No sé para qué sirve la poesía. Es más, sospecho que es perfectamente inútil. Pero para mí es imprescindible. Y me alegra comprobar que para Xavier Rodríguez Ruera también lo es. Aunque en su poema “Art poétique” la reduzca, finalmente, después de pasar de ser un “acta notarial” y un “acto de conciencia”, a acabar siendo un simple trámite burocrático nada heroico sino todo lo contrario (“un triste, inesperado, levantamiento de cadáver”), sus propios poemas desmienten estos versos aparentemente pesimistas. De una manera ligera, sin ningún exceso, sin ofender ni al olfato más fino, como el mejor y más suave de los perfumes, todo este libro se ve atravesado por un verdadero amor a la poesía. Y digo “amor” con plena intencionalidad. Porque a la poesía se la ama o se la odia, o las dos cosas a un tiempo, pero no te deja indiferente, o no debería dejarte indiferente.
El amor a la poesía se puede manifestar de muchas maneras. Pero lo mejor es cuando se grita bien bajito. Sin pretensiones. Sin querer imponer nuestra voz por encima de los millones de voces del mundo. Este es el caso de Xavier Rodríguez Ruera. Me fijo en la firmeza de los cimientos, que contrastan con la sutileza de la cubierta, y pienso: “Sí, este poema está muy bien construido”. Con mucho mimo, con mucho cuidado, como se construyen las cosas que uno cree importantes, las cosas destinadas a perdurar todo lo posible (y si pudiera ser, si pudiera ser… para siempre).
Hay poetas descuidados (buenos poetas, quiero decir). Y a veces hay grandes poemas hechos con premura, con desinterés, incluso, de una manera inesperada y casi involuntaria. Y hay poemas heridos desde el principio por propia indiferencia de su autor. Pero eso no deja de ser, pese a todo, una muestra de amor por la poesía. De amor desesperado, de amor en crisis, de amor en el abismo de una ruptura imposible con la poesía. Y luego hay poetas tranquilos, cautos, meticulosos.
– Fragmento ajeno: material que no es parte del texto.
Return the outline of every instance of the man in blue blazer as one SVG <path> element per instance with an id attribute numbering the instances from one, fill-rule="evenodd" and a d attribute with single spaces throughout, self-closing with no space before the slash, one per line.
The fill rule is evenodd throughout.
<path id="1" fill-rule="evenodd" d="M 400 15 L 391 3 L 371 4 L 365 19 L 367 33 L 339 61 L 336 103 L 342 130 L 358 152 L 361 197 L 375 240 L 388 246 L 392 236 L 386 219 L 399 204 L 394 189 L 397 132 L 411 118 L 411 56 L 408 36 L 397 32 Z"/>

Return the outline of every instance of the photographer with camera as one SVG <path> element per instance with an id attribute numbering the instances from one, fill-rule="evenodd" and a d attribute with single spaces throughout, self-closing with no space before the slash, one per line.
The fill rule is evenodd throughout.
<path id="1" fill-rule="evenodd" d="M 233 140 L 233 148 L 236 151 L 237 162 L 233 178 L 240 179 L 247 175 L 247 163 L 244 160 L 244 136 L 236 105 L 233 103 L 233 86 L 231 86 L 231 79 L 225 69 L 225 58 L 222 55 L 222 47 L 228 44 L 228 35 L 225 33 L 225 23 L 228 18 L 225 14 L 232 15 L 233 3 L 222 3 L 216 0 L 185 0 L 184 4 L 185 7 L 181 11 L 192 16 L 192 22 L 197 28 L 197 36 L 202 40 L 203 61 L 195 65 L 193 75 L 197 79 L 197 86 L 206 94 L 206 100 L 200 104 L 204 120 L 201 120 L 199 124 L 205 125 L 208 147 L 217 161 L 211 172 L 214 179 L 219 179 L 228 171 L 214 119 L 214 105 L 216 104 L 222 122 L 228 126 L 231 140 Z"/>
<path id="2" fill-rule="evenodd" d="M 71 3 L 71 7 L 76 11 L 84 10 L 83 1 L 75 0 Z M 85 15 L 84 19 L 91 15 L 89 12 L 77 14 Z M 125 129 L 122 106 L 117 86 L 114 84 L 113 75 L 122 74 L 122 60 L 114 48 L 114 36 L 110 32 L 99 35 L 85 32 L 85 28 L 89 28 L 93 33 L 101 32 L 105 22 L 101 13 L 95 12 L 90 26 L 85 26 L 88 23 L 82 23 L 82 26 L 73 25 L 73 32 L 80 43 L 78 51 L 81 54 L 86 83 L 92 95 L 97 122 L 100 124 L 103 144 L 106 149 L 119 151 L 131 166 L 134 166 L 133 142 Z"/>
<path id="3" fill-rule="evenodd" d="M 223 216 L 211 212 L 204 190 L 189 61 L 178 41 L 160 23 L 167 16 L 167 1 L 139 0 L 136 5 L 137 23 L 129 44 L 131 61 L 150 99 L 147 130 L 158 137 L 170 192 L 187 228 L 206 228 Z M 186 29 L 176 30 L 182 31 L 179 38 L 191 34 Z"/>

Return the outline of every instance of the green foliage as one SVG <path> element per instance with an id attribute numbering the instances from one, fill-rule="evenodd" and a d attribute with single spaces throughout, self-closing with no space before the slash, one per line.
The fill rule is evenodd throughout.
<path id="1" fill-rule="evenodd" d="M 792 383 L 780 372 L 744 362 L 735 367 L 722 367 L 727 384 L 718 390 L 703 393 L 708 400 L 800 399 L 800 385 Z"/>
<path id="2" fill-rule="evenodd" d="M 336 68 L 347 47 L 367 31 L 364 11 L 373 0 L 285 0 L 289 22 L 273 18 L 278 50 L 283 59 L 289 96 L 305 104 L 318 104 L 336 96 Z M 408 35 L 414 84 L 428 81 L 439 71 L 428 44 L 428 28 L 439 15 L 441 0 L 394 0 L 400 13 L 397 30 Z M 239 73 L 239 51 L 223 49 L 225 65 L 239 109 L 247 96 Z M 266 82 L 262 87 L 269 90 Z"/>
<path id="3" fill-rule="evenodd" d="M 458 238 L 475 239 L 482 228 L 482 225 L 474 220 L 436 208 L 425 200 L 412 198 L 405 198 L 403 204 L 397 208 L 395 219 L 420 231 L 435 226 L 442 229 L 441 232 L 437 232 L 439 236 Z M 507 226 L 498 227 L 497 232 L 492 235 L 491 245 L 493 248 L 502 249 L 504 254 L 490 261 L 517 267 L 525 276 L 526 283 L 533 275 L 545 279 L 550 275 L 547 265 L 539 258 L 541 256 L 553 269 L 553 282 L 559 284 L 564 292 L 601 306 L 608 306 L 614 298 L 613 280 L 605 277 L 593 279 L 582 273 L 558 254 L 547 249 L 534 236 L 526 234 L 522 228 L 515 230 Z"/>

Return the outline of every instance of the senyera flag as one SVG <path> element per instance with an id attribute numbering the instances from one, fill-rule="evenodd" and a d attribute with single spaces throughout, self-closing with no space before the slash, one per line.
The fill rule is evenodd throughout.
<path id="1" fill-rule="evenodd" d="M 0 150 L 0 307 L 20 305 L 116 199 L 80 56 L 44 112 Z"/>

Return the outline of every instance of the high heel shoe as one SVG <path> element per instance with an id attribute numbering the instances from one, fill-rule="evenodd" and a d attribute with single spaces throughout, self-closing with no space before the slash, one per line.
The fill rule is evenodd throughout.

Poetas muy pacientes y responsables que antes de poner un sustantivo calculan muy bien el peso que van a tener que cargar sus estrofas. Y se lo piensan mucho, muchísimo, antes de ceder a la tentación de poner un adjetivo, porque todo lo que es superfluo es pesado, y hay remates ornamentales que pueden hundir la bóveda de un poema que parecía bien sólido.
El resultado de un buen trabajo es, si hay talento y suerte, un buen poema. Y el buen poeta es ingeniero y arquitecto, y sabe cuándo ser una cosa, y cuándo ser la otra. Por eso me gustan especialmente los poemas cortos de Xavier Rodríguez Ruera. Porque no se puede decir más con menos. Porque no se puede llegar más alto con un muro tan fino. Y estos poemas, además de bien construidos, son muy hermosos. Y ahí se ve el amor a la poesía. El amor a la poesía que como una brisa muy suave se levanta en la primera hoja y ya no desaparece hasta la última.
Da gusto leer libros así. Parece fácil, se lee fácil, pero de fácil no tiene nada. Hay que tener muchos intentos detrás, muchos castillos y palacios que se quedaron en simples montones de piedras, para poder hacer un libro tan aparentemente modesto y tan inmenso.